From Bakken to Bakersfield ... Get Ready for The Big Fight Between Greenies and Green Dollars


The United States is blessed with an abundance of human and natural resources, combined with a self governing freedom based society.

So if that's the case, and it is, why then do we have such high unemployment and debt? Why are we in such financial trouble as individuals, cities, states and the nation as a whole?

And why aren't we energy independent?

Well, as Pogo said so well, "We have met the enemy and he is us."

The energy fight between greenies and jobs is heating up in California.

And hanging in the balance are the state of California's financial stability and its citizens prosperity.
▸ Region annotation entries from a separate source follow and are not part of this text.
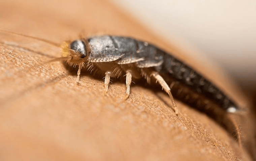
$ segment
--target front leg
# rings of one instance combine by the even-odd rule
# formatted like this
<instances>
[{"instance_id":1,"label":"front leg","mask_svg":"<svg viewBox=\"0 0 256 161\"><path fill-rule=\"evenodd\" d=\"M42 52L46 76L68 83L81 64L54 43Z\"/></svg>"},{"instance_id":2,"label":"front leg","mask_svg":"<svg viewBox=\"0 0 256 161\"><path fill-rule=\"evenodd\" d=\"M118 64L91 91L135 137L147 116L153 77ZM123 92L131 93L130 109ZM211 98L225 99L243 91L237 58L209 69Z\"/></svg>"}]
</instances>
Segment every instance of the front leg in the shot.
<instances>
[{"instance_id":1,"label":"front leg","mask_svg":"<svg viewBox=\"0 0 256 161\"><path fill-rule=\"evenodd\" d=\"M109 84L109 82L110 81L110 75L111 74L111 72L110 71L106 71L105 73L105 74L104 86L105 87L105 93L106 93L107 92L107 91L108 90L108 85Z\"/></svg>"},{"instance_id":2,"label":"front leg","mask_svg":"<svg viewBox=\"0 0 256 161\"><path fill-rule=\"evenodd\" d=\"M126 94L124 98L126 100L130 95L130 86L132 82L132 73L130 70L126 71Z\"/></svg>"}]
</instances>

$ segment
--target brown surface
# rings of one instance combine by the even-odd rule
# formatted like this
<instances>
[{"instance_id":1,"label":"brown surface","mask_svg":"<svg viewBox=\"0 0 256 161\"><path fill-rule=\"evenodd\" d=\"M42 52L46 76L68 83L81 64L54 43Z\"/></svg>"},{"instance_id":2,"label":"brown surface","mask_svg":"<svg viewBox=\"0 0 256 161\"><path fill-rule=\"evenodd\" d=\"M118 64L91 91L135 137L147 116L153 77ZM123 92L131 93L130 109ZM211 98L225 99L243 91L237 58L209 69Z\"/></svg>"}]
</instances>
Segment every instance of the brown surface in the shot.
<instances>
[{"instance_id":1,"label":"brown surface","mask_svg":"<svg viewBox=\"0 0 256 161\"><path fill-rule=\"evenodd\" d=\"M0 28L58 43L81 32L129 36L179 54L108 2L84 1L1 1ZM1 160L250 160L203 113L177 101L175 115L164 93L133 86L124 101L125 85L115 82L104 95L101 80L85 74L77 86L61 63L40 65L59 48L0 36Z\"/></svg>"}]
</instances>

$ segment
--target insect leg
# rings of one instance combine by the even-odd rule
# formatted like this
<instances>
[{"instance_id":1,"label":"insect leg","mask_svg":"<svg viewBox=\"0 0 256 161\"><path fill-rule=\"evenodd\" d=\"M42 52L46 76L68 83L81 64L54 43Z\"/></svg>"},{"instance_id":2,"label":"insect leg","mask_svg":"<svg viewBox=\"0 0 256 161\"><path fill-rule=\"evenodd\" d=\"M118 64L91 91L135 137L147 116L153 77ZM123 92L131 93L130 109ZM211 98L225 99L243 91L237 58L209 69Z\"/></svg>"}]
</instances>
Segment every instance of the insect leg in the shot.
<instances>
[{"instance_id":1,"label":"insect leg","mask_svg":"<svg viewBox=\"0 0 256 161\"><path fill-rule=\"evenodd\" d=\"M130 95L130 86L132 82L132 74L131 70L126 71L126 95L125 97L125 99L127 99Z\"/></svg>"},{"instance_id":2,"label":"insect leg","mask_svg":"<svg viewBox=\"0 0 256 161\"><path fill-rule=\"evenodd\" d=\"M105 92L106 93L107 92L107 90L108 89L108 85L109 84L109 82L110 81L110 74L111 74L111 73L109 71L107 71L105 73Z\"/></svg>"},{"instance_id":3,"label":"insect leg","mask_svg":"<svg viewBox=\"0 0 256 161\"><path fill-rule=\"evenodd\" d=\"M172 96L172 95L171 93L171 90L169 87L169 86L167 84L165 81L161 76L161 75L157 72L153 72L152 73L151 76L153 76L156 79L157 82L158 82L160 85L161 85L163 89L164 90L164 91L168 94L170 98L171 102L172 102L172 105L174 108L174 110L175 111L175 114L176 115L178 114L178 109L177 108L177 106L176 106L175 102L174 101L174 99L173 97Z\"/></svg>"},{"instance_id":4,"label":"insect leg","mask_svg":"<svg viewBox=\"0 0 256 161\"><path fill-rule=\"evenodd\" d=\"M79 77L80 77L80 74L81 72L81 65L79 64L79 67L78 68L78 71L77 71L77 76L76 77L76 82L77 84L79 83Z\"/></svg>"}]
</instances>

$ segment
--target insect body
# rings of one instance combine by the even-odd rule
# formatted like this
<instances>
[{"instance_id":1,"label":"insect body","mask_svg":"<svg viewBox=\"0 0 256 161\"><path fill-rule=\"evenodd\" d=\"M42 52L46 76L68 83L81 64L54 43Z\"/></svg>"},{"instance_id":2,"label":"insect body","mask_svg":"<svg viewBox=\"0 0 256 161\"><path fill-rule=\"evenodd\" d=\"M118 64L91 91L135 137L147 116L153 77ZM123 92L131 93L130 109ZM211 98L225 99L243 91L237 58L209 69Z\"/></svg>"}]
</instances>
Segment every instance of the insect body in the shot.
<instances>
[{"instance_id":1,"label":"insect body","mask_svg":"<svg viewBox=\"0 0 256 161\"><path fill-rule=\"evenodd\" d=\"M230 99L192 68L173 56L147 43L128 37L99 36L75 40L63 47L65 60L78 66L76 82L81 69L100 71L105 77L105 91L110 77L126 75L126 98L130 94L132 78L155 79L169 95L175 112L178 110L172 94L200 108L217 105L228 112L239 109Z\"/></svg>"}]
</instances>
The technology based solution to both problems is sitting in plain sight.

In fact, the Monterey Shale has more oil than North Dakota but the environmentalists will fight to keep it from being developed anytime soon, if ever. The European mindset is alive and well in the Golden State. As a result, the financial situations and job conditions are similar as well.

Vast Oil Reserve May Now Be Within Reach, and Battle Heats Up has the story:

At the Midway-Sunset oil field in California, the prize lies fairly close to the surface, so the wells do not have to be very deep. The oil in the Monterey Shale is much less accessible.
"FELLOWS, Calif. — Secure in this state’s history and mythology, the venerable Midway-Sunset oil field near here keeps producing crude more than a century after Southern California’s oil boom. Many of its bobbing pump jacks are relatively short, a telltale sign of the shallowness of the wells and the ease of extracting their prize.  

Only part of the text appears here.